Day 16: Process station
October 16, 2022
I haven’t written in several days because I’ve been rather ill – can’t shake the sea sickness, so, here I am, reporting on the success of our first process station that occurred on October 14th. After we retreated north to escape the storm, we steamed south and planned out our 36-hour process station. With readiness energy in the air, all scientists on board were eager to collect some samples and begin their experiments. Upon arriving at the station, each instrument was assigned a spot in line, and we were to begin!
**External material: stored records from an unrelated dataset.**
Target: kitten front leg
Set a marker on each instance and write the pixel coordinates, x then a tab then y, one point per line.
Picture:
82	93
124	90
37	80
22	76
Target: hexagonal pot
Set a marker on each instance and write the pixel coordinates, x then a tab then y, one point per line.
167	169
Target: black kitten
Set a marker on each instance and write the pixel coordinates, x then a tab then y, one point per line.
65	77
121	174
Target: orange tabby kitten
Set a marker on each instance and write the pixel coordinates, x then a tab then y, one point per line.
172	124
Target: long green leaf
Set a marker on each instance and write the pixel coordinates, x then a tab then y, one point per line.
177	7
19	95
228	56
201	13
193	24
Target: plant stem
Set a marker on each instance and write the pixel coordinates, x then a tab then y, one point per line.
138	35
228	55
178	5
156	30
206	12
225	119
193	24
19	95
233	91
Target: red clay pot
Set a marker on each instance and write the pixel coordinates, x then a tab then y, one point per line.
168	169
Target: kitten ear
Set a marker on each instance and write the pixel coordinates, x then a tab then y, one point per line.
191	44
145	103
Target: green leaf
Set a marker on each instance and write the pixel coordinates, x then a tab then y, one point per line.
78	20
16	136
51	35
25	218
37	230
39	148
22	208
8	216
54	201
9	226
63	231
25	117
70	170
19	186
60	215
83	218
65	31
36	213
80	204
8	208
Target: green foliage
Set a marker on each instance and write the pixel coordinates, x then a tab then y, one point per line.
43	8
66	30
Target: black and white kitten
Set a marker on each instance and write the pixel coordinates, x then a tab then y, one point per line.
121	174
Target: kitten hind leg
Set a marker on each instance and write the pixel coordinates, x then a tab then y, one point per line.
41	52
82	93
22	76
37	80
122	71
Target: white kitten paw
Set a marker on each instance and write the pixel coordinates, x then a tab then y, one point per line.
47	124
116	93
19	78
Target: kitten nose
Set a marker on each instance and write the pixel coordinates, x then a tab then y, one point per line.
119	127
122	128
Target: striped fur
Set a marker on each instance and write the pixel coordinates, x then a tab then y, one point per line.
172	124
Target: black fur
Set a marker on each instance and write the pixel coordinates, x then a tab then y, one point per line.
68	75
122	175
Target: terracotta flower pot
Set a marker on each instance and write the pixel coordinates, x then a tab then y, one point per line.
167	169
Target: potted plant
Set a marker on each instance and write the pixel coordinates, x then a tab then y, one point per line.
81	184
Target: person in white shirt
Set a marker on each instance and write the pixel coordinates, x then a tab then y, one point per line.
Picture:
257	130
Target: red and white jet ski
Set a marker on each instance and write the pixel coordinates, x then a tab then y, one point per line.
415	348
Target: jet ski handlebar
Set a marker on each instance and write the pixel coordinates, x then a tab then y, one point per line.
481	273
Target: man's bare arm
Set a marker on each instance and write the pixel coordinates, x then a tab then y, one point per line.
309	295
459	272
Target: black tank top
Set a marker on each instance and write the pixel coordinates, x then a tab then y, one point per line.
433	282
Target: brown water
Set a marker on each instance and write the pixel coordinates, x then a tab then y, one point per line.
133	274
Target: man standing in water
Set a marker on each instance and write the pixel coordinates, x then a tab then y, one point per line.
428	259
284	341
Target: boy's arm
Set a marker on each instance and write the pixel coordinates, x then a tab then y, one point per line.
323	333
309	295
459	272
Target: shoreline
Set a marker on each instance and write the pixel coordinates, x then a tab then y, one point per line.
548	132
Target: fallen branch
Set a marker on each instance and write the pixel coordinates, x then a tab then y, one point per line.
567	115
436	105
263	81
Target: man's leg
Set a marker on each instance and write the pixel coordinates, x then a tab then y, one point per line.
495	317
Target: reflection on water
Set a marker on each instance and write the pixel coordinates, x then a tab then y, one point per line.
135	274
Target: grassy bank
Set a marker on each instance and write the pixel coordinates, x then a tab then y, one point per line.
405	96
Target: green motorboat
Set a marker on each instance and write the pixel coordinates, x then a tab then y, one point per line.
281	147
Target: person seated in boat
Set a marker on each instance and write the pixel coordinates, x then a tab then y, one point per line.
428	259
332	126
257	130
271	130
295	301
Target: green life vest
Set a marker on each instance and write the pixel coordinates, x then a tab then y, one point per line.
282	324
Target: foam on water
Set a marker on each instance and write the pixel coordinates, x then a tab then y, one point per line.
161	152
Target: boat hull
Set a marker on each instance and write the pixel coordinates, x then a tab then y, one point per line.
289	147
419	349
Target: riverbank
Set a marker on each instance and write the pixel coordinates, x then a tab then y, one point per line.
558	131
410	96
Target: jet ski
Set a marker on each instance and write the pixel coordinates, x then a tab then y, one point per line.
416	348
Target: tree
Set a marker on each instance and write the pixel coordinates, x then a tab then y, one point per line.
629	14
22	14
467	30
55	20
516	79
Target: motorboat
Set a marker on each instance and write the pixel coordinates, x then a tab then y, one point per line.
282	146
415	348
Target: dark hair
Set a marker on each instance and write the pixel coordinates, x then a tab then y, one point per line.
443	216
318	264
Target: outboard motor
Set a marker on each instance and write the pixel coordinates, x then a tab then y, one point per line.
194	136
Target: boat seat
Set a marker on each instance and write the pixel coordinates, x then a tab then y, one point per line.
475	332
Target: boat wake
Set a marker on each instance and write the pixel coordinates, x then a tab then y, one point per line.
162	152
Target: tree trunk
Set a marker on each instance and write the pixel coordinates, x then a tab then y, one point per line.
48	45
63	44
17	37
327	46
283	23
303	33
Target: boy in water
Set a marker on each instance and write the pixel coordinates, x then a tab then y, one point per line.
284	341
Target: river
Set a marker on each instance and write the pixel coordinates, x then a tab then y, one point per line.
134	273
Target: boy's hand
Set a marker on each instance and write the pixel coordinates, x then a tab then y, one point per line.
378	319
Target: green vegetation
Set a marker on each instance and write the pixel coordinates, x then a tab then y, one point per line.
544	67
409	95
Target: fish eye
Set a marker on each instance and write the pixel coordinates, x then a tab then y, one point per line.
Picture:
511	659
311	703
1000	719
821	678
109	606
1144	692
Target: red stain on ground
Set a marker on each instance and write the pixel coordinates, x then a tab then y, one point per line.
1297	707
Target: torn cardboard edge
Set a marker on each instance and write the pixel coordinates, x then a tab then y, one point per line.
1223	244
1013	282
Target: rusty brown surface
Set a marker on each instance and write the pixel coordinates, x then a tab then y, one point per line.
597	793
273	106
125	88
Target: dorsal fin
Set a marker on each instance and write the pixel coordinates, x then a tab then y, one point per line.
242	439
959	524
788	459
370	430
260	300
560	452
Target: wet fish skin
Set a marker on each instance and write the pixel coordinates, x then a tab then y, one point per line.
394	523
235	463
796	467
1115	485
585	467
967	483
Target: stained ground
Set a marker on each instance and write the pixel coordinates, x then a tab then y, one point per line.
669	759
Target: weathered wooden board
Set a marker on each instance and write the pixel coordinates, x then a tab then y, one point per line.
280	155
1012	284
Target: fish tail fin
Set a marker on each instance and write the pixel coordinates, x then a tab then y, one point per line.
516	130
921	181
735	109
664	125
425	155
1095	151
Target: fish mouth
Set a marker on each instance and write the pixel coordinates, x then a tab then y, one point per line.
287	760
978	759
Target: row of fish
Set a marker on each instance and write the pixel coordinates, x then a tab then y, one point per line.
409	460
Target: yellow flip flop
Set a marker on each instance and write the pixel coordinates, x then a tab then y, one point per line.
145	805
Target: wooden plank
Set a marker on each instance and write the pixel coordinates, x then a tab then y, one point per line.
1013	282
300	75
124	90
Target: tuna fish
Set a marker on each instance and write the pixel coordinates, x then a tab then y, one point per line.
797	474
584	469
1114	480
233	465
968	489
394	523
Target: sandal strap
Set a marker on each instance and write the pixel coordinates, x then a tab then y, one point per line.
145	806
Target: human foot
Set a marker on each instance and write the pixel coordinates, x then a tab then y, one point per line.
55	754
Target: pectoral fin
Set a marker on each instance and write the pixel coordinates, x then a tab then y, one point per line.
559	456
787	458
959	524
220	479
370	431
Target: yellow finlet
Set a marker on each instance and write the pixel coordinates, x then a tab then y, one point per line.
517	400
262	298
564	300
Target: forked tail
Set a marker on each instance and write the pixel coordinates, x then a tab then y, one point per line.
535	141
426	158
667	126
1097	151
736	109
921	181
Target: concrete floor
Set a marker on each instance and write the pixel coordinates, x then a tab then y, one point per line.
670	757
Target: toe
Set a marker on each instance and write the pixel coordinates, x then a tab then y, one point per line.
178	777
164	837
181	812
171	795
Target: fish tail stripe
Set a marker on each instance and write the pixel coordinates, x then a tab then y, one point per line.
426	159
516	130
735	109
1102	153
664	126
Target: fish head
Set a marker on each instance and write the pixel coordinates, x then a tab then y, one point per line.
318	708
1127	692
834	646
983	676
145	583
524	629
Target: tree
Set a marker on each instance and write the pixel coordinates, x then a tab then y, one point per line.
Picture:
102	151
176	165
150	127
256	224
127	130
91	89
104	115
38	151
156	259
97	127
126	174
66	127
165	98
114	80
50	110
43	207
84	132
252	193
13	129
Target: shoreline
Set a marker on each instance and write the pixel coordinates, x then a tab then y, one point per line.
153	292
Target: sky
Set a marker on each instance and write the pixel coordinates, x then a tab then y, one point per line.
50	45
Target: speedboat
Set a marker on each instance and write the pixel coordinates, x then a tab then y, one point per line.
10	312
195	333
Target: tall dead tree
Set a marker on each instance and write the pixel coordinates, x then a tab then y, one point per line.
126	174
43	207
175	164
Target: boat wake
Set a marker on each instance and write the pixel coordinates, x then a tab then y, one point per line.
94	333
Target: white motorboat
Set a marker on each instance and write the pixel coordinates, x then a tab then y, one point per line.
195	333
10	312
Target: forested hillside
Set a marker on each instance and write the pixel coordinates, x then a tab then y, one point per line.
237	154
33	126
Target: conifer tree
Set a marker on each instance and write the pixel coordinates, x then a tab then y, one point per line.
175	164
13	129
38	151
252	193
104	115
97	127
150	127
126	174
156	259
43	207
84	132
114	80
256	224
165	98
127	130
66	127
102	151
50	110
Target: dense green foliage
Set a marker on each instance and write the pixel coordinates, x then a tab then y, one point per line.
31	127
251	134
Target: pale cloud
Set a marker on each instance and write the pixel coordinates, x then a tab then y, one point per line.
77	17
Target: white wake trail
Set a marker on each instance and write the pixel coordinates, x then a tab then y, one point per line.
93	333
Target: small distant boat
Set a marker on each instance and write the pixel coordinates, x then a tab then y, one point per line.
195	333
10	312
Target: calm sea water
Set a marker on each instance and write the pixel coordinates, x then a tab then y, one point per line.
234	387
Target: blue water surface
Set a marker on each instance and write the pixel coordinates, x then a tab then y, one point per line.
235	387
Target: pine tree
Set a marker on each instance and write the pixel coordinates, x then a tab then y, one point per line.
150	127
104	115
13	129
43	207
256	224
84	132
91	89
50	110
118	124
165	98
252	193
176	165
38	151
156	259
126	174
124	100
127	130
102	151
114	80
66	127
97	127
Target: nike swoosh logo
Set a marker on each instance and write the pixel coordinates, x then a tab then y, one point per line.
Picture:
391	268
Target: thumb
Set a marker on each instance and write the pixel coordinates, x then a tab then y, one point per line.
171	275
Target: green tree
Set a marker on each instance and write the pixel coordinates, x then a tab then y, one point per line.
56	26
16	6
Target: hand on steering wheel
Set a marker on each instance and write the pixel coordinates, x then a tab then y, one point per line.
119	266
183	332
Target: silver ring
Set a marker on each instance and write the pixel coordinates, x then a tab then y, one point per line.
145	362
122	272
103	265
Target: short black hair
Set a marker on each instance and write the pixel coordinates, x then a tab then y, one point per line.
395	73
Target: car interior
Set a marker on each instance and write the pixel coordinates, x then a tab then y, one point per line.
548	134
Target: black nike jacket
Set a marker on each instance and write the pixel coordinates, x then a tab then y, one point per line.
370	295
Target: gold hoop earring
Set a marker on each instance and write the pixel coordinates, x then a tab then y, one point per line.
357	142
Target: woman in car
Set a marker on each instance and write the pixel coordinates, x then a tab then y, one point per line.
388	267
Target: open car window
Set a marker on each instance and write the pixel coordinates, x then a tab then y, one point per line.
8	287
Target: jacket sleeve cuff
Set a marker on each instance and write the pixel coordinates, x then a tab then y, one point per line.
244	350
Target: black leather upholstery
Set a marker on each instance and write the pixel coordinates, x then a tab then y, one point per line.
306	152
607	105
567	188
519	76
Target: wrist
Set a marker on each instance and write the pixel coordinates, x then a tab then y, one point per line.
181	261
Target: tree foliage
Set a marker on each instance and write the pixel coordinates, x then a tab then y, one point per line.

With the help from the crew, each instrument was deployed one after another. With careful planning, each instrument is deployed to a certain depth (at the direction of the appropriate scientist(s)) with an estimated amount of time that it takes to enter and exit the water, plus additional handling time. Many of the instruments require a stationary position, but once it was time for the zooplankton team, we required our nets to be towed.
If you read my earlier post, you will recognize one of our nets known as the RMT. From the control room, I watched Evgeny and Florian work with the crew to attach the net to the wire frame, which would be lifted and deployed off the back of the ship into the water. As soon as the monster-sized net entered the water, I logged some details (time, latitude, longitude, sea surface temperature, sea surface salinity, and more). All this information becomes important for data logging. We estimated 30 minutes to hit 600 m, and we were nearly right on time. Evgeny communicated with the crew to begin pulling the wire in. As soon as the net reached the surface, I logged additional information and Lora made her way downstairs to grab a bucket and retrieve the cod-end of the net, which held the surplus of the sample.
Now comes the most exciting part! I hurried downstairs to the wet lab and looked at the organisms with amazement as Lora began separating the different species. From black, creepy-crawly amphipods to bright red euphausiids to scaled, black micronekton (pictured above), the catch was truly stunning. Never have I seen zooplankton straight from the water, so it was truly a sight. Two of us went to work on carefully extracting each individual from the bucket and placing it in the appropriate petri dish with similar-looking individuals, while the other two began looking at each salp individual under the microscope to define its life cycle stage and measure its body length. (I will write more on the importance of this last part in a later post.) In addition to the salps, all other organisms required counting and measuring. After 6 hours had passed and the time hit noon on the following day, we had finished processing our first RMT sample.
Day 17: Net repair
October 17, 2022
Yesterday during the process station, our IKMT net, unfortunately, broke, leaving us with one less sample (thank goodness we had the RMT!). The good news is that 1) we brought a backup IKMT net, should we just need to replace it, and 2) the fabric part that ripped was repairable. Florian and Evgeny went to work on the net, albeit breaking two needles in the process, but eventually reattached the fabric and repaired the net successfully.
The photo on the left shows Evgeny Pakgomov and the photo on the right shows Florian Lüskow, both giving a concerted effort to fix the net. Photo credit: Lora Pakhomova.